Serpent


Only a few weeks were left before summer vacation from school. The children were beginning to get restless and yearned for freedom from the constraints of the classroom. It was a warm spring Saturday, ideal for an outing in the park. Perhaps this was just what was needed for a case or two of spring fever. Mary gathered some food into a basket and the family headed out to Fort Amanda Park. Upon arrival our four kids scattered to explore the already familiar park to see what new things they might discover. They scoured parts of the riverbank and some of the scant woods in the park and eventually returned to the picnic area with sharpened appetites.

After a light lunch we all started on the short walk to the monument that we always visited when at the park. We strolled leisurely, stopping frequently to observing the spring flowers and new green sprigs along the way.

“Look what I found,” I heard Catherine say as I turned to look at her find. 

“Catherine!” her mother gasped when she saw it draped around her daughter’s neck.

“It’s just a garter snake,” I said, “It’s harmless.” We all knew that there were no poisonous snakes in our neck of the woods.

“Let me take it home with me,” pleaded Catherine, “We can make a cage for it. It’ll make a nice pet.”

After a bit more discussion the two-foot-long snake went home with us. We put together a cage made mostly of screen wire. The snake got reasonable care. It was fed every week. It seemed to like night crawlers and bugs. Sometimes I took the kids fishing at a little pond not too far from home. The fish we caught were tiny. The smallest of these made a nice meal for the snake. It was interesting to watch the snake feed on a little fish. He swallowed the fish head first, his jaws then his body expanding to conform to the shape of the fish.

One day in August I looked in on the snake and was surprised to see a dozen baby snakes in the cage. This excited my family. We hadn’t even known that the snake was a girl. She was thereafter called Gertie.

Some ignorance was dispelled the next morning when I counted the babies again. There were only six or eight present. Gertie must have gotten hungry, but that hungry? Imagine, a mother eating her own babies! I rescued the survivors and found Gertie something else to eat.

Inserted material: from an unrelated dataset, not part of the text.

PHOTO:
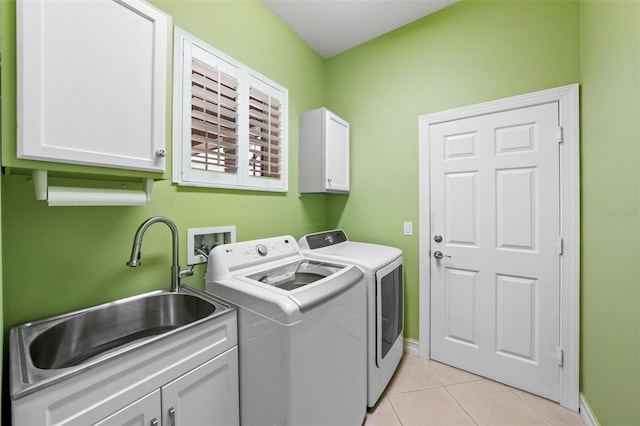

One-day, later on someone fed Gertie and didn’t get the cage securely shut. Gertie escaped! Care and feeding of the babies turned out to be more difficult than looking out for only their mother. After a couple of them died it was deemed right to release them to fend for themselves, and so it happened.

One day in early fall our neighbor, Jean Wright was tending her flower garden next door when I heard an outburst from her direction.

“Yikes” I heard her scream, “A snake!” It was then that I was sure that Gertie was back in the care of Mother Nature and happier for it, no doubt.